Once upon a time—way back in 1979— I was just big enough to stand on the odd combination stepstool/bar chair combo my Mamaw kept tucked into the corner by her fridge. Up until this point, I had only seen it as home to her chow chow crock. (If you don’t know what a chow chow crock is, just be advised that the current trend of fermenting all the things certainly isn’t anything new under the sun.) But when canning season came around the summer just before I turned 5, the funny chair moved to an L-shaped corner in the kitchen counter and became my assigned station. It would fill that role for the next three summers, until I was tall enough not to need a boost to do whatever job I had been assigned.
And oh, there were a delightful assortment of duties available for a little girl keen on being where the action was. My Mamaw’s kitchen was canning central for the extended lot of us. She canned alongside my mother, and my two aunts. This was half of the draw for me; those 200 square feet represented the center of the feminine universe as I knew it, and I would withstand heat, the smell of cooking tomatoes (which I hated), anything to be caught up into the gravitational pull of the circle of women I loved the most.
This is where I learned about… everything. The act of canning was an education, of course. There was the processing of food and the act of preservation. There was math and measuring and all that goes in to getting things just right. But even more than that, there were conversations about babies and marriage. There were blunt truths served up straight with a side of, “I’m sorry to be the one bringin’ this to ya.” There were a lot of whispers and tears one summer, and by the next, one of my aunts was gone, replaced by a girlfriend who definitely didn’t know what a chow chow crock was, and had an odd aversion to eating anything that didn’t come in a wrapper with a fast food logo on it.

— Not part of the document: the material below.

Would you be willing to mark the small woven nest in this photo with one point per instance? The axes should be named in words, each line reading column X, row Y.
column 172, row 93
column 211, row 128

Life was lived out in that kitchen, one canning season at a time. And it’s lived out in mine now, too.
Last summer, Jude wasn’t quite proficient at measuring out lemon juice by the half cup. This year, he has mastered it. A few years back, Simon couldn’t break a bean without bruising it. Now, he’s my best snapper.
Canning season is a disruption, just as homeschooling and my husband’s travel schedule kick into fall mode. It’s messy and inconvenient and makes my feet hurt by the end of the day.
But oh, the memories— the ones conjured by the sound of the weighted gauge bobbing on my pressure canner, but also the ones in progress, the ones that will outlive me. Every jar brings a promise of so much more than a meal to be had. Every jar, it seems, offers glimpses of life and love.